17 Kommentare zu “Wissenschaftsfeindlicher Geschwätzigkeitsbetrieb Bundesliga”

  1. franzferdl
    Mittwoch, 25. März 2009 um 14:18

    wie wäre es denn statt überflüssiger fitnesstests (mitten in der saison sollte man annehmen können, dass die meisten fit sind) mit techniktests? ballschulung? beweglichkeitsübungen? etc. pp.

  2. Oliver Fritsch
    Mittwoch, 25. März 2009 um 14:59

    Genau. Allerdings sind die Kriterien da weicher. Auch glaube ich nicht, dass alle fit sind. Es sind ja schließlich Fußballer.

    Die Beweglichkeitsübungen von Klinsmann sind, so weit ich mich erinnere, auf dem Bpulevard durchgefallen.

  3. franzferdl
    Mittwoch, 25. März 2009 um 17:31

    vor mir aus sollen sie sich dann halt auf ball- und technikübungen beschränken & die beweglichkeitsübung darin, vom boulevard unbemerkt, auflösen. der ball scheint ja eh immer noch das größte anzunehmende problem vieler nationalspieler darzustellen…

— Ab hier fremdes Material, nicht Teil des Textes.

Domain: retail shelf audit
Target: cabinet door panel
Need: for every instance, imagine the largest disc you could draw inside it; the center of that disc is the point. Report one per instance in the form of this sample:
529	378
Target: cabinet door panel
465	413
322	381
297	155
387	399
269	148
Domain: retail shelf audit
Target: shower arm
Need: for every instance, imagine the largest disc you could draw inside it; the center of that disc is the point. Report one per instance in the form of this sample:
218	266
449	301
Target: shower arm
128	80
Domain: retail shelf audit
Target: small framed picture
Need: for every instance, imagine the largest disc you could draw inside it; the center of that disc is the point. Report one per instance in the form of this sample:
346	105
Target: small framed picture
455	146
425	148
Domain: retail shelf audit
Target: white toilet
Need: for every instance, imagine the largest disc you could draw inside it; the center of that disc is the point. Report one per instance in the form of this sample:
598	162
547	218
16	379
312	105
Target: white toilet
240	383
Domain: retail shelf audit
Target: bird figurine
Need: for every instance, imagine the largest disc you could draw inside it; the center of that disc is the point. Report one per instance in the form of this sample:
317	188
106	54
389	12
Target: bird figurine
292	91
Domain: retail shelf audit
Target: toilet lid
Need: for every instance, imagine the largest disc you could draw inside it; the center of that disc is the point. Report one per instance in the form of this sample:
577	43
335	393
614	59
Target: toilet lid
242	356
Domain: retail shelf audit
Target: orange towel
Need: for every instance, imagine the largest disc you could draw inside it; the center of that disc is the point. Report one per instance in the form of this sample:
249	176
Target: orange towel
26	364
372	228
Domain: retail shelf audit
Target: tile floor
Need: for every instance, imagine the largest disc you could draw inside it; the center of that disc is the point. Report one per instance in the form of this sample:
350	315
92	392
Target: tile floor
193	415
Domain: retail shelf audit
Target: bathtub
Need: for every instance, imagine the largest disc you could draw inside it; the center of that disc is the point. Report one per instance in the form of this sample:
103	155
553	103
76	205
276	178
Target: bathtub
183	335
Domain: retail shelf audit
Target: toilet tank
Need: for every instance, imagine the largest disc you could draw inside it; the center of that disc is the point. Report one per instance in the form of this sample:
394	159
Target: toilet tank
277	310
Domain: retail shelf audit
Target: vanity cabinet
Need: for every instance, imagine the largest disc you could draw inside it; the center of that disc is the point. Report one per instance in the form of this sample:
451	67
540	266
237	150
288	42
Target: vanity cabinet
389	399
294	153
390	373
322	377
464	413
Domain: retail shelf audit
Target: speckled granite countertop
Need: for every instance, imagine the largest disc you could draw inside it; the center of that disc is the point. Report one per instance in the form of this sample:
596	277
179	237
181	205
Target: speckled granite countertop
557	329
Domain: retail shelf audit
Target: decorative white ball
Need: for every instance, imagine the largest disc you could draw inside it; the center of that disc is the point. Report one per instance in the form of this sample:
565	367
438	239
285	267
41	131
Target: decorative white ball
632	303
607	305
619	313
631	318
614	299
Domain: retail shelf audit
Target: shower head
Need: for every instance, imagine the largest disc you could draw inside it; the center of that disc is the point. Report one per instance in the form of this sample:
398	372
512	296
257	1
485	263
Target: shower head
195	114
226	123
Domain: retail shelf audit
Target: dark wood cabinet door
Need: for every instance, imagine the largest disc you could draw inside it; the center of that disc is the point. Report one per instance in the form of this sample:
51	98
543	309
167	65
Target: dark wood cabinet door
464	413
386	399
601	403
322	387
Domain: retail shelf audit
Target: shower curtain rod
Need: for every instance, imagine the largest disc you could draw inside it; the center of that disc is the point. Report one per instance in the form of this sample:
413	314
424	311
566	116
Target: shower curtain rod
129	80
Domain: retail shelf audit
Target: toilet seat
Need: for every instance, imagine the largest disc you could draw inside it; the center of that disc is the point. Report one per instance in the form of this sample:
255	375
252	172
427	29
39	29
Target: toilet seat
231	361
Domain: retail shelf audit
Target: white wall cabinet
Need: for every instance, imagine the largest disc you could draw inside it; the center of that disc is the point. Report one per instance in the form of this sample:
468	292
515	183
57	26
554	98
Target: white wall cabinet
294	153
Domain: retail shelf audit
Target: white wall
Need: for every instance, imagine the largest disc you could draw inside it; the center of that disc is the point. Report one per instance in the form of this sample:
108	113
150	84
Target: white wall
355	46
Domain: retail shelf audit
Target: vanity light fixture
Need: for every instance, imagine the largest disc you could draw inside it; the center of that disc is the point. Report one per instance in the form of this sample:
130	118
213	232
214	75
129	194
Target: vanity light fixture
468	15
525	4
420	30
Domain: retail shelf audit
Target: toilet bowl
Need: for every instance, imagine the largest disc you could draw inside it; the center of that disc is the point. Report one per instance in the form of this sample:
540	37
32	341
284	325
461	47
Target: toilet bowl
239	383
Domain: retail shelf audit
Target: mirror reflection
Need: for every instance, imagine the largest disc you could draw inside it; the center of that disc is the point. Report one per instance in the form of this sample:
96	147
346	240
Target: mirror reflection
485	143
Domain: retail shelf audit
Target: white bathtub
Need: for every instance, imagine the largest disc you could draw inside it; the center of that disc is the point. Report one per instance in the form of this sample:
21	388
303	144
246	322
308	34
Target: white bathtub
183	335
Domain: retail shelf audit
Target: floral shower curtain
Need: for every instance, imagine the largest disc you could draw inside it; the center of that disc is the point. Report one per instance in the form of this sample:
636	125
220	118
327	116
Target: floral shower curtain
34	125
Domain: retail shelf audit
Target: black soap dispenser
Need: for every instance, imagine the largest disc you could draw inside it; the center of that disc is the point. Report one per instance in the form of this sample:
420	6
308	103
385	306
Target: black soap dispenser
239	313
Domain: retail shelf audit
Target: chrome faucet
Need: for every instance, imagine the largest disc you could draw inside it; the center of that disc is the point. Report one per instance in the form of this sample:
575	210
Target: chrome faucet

    ach ja, man könnte sich auch mal über eine gewisse wissenschaftshörigkeit unterhalten, z.b. deutschsprachiger sportjournalisten oder amerikanisierter coaches. immerhin sind ja die cyborgs aus dem „milan-lab“ gegen die transfergenies aus der norddeutschen tiefebene ausgeschieden…

  4. Sebastian
    Mittwoch, 25. März 2009 um 17:47

    Ich stelle mich da ganz und gar auf die Seite des Bundestrainers. Ich bin der Meinung, dass wir gerade im Bereich der Leistungsdiagnostik ziemlich weit hinterher sind. Was ist denn an diesen Tests so schlimm? Herr Löw wird wohl kaum den einen oder anderen Trainer abwatschen, wenn ein Spieler nicht fit ist. Im Gegenteil er wird ihm einige spezifische Trainingseinheiten verpassen und der Spieler kommt fitter zu seinem Verein zurück.

  5. Oliver Fritsch
    Mittwoch, 25. März 2009 um 18:16

    Ich weiß ja auch nicht, was gegen Fitnesstests einzuwenden ist. Die hab ich (Spielertrainer) sogar in der A-Liga gemacht und machen lassen.

    Es soll übrigens Nationalspieler gegeben haben, die bei den Tests zu Klinsmanns Zeiten keinen Klimmzug hinbekommen haben.

  6. Harald
    Mittwoch, 25. März 2009 um 20:35

    Klimmzüge? Nunja, sie brauchen ja auch keine Oberarme wie Fabian Hambüchen 😉 Trotzdem würde mich natürlich interessieren, wer bei dieser Übung gefloppt hat.

  7. Oliver Fritsch
    Mittwoch, 25. März 2009 um 20:38

    Ist ja nur ein Gerücht, daher kann ichs nicht verraten.

  8. Peenemünde
    Mittwoch, 25. März 2009 um 20:38

    Ist es wieder soweit für Sportjournalisten die alte „konservative, veralterte, wissenschaftsfeindliche und unprofessionelle“ Bundesliga vs. „progressive, moderne, wissenschaftsumarmende und professionelle“ Nationalmannschaft Rhetorik auszupacken?

    Ich würde mir wünschen dass sich die Journalisten erst mal selber schulen und dann das Training der Bundesligisten und deren Spiele beobachten and fachkundig bewerten lernen. Im Falle von Hertha musste auch erst eine Analysefirma erzählen wie schnell Hertha doch ihr Passspiel betreibt, wie viel sie läuft und wie schnell sie nach Ballverlust wieder ihre Ordnung findet, bis die Presse von ihrer „unerklärbar“ Schiene abgewichen ist und dazu gemerkt hat, dass auch solch ein „unansehnlicher“ Fussball in die Schiene topmodern gehören kann.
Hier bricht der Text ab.